Editorial
Samuel Ponce Morales
1.- Lo que sucede al país sudamericano Bolivia no debería alegrar a nadie y sin embargo, pues se trata de un golpe de Estado de facto, más aún cuando el hoy ex presidente Evo Morales había admitido la resolución de la OEA de ir a nuevas elecciones ante una serie de presuntas irregularidades en los comicios pasados, en los cuales trataba de reelegirse y casi lo consigue.
2.- No se duda que con Evo Morales Bolivia se transformó, no exactamente en un gran país moderno, de un gran desarrollo urbano e industrial, sino en cambiar a un mejor rostro social de los que menos tienen, pero evidentemente descuidó todo lo anterior, no hubo equilibrio y en ello el reforzar el impuso de las actividades de carácter productivo, de incentivar aún más el empleo.
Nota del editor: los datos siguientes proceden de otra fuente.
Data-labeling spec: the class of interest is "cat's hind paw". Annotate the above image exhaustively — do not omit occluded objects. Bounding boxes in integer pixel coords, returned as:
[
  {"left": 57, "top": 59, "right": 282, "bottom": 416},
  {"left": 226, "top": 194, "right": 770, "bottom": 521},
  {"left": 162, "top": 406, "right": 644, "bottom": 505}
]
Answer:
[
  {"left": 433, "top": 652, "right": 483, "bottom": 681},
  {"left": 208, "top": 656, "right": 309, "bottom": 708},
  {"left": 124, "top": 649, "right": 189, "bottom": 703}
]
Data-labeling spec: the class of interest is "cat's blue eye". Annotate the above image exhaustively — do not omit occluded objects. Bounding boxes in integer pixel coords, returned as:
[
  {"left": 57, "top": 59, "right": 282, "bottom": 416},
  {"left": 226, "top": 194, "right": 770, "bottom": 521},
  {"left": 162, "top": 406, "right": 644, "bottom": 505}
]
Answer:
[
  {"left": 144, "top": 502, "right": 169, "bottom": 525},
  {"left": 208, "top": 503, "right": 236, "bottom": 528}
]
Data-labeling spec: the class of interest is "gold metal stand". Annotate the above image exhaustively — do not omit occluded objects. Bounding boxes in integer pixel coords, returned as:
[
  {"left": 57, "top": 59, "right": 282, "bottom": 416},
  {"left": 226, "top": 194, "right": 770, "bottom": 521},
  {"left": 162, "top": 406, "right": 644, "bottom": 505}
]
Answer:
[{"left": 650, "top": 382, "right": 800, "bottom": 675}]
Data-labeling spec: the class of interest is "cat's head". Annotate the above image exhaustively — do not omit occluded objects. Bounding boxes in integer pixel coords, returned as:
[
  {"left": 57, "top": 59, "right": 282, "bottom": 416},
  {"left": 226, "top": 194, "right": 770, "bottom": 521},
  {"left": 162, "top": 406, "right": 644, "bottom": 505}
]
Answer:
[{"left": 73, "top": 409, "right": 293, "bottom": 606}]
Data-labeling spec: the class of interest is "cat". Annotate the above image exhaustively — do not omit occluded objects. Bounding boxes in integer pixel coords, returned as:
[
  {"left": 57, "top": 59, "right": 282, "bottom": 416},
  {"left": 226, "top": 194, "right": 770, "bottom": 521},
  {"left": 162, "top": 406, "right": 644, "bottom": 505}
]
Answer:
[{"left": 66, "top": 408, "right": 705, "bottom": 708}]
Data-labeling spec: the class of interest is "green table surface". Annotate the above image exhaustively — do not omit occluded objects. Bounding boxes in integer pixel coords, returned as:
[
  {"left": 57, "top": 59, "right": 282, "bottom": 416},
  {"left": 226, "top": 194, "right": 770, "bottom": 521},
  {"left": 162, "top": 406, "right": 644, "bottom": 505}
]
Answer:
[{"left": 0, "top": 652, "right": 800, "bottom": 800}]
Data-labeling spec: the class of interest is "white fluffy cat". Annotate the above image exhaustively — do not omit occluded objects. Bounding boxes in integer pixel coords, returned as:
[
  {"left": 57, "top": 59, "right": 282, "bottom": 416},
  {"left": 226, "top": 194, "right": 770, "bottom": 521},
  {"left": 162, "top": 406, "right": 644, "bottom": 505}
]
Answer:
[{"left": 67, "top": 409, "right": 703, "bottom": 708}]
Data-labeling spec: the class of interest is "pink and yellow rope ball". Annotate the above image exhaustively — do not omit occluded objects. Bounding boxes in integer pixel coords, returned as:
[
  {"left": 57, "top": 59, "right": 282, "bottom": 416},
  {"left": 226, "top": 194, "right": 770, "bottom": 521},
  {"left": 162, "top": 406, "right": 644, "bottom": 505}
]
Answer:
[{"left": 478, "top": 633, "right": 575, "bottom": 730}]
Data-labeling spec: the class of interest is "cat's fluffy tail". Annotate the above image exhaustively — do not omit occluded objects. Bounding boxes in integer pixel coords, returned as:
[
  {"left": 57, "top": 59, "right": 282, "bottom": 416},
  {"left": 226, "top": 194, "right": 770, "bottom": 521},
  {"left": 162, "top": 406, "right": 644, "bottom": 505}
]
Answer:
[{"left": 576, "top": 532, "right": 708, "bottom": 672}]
3.- No, no hubo equilibrio, hubo más y más populismo, una gran política de asistencialismo, pero a costa de un enorme gasto público sin que se pudiera resarcir, más allá de que si se hizo o no lo posible por hacerlo. Insisto, no hubo equilibrio, una cuestión que hay pinceladas que está pasando en nuestro país y que cada vez emergen más y más voces que piden, exigen, equilibrios.